Douglas Johnson of the National Right to Life Committee charged that Obama had “brazenly misrepresented” the treatment of abortion in the proposed reform. He explained:

The Obama-backed legislation makes it explicitly clear that no citizen would be allowed to enroll in the government plan unless he or she is willing to give the federal agency an extra amount calculated to cover the cost of all elective abortions -- this would not be optional. The abortionists would bill the federal government and would be paid by the federal government. These are public funds, and this is government funding of abortion.
Pressing their own political offensive, a coalition of pro-life leaders formed a coalition to Stop the Abortion Mandate.
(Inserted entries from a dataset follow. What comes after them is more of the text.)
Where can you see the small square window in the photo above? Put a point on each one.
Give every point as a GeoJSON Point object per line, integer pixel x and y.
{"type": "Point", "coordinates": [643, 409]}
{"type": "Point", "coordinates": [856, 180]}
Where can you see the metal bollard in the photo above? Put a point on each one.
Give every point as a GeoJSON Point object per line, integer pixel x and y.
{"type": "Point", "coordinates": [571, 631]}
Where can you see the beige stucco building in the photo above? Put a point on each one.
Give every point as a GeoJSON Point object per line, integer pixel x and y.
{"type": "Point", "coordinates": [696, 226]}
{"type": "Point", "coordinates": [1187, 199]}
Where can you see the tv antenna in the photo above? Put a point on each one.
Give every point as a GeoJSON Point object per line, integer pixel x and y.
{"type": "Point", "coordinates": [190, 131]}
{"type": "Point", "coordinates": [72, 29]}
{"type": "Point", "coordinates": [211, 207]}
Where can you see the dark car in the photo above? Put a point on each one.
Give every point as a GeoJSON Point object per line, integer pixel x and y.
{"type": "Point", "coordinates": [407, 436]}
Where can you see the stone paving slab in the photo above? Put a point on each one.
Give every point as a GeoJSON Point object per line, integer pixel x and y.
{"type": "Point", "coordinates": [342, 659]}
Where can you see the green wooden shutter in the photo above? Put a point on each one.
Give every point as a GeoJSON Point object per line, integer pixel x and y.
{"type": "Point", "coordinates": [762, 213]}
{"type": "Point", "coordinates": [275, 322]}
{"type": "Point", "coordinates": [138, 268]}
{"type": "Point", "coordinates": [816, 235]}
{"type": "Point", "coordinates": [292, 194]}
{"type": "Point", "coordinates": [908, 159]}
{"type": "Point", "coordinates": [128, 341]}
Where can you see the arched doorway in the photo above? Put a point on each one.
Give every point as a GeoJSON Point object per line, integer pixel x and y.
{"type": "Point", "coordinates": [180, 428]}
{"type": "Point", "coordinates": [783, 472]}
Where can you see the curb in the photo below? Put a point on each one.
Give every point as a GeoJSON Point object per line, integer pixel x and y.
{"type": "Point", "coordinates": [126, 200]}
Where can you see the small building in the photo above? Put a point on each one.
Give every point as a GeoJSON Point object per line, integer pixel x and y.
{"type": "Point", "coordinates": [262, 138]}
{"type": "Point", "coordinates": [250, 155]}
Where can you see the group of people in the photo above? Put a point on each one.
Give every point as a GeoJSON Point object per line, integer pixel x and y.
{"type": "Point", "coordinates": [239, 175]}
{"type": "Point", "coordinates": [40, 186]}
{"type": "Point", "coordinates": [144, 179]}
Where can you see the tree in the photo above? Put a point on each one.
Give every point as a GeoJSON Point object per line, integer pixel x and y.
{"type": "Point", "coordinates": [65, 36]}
They said that the Obama reform plan would entail the most sweeping expansion of access to legal abortion since the Roe v. Wade decision in 1973.

To date, the efforts by pro-life leaders to inform the American public about the issue appear to be meeting with some success, but the battle for control of the discussion is intense. An NBC/Wall Street Journal poll showed that 50% of respondents believed that the reform plan would bring taxpayer subsidies of abortion, while 37% believed that outcome was unlikely. The same poll showed general opposition to the reform plans, with only 36% thinking the Obama plan was a good idea.

Writing for the American Spectator about the President’s appeal to religious sentiments, Joseph Lawler (son of CWN editor Phil Lawler) pointed out that Obama has a history of invoking religious authority-- often betraying some confusion about religion in the process.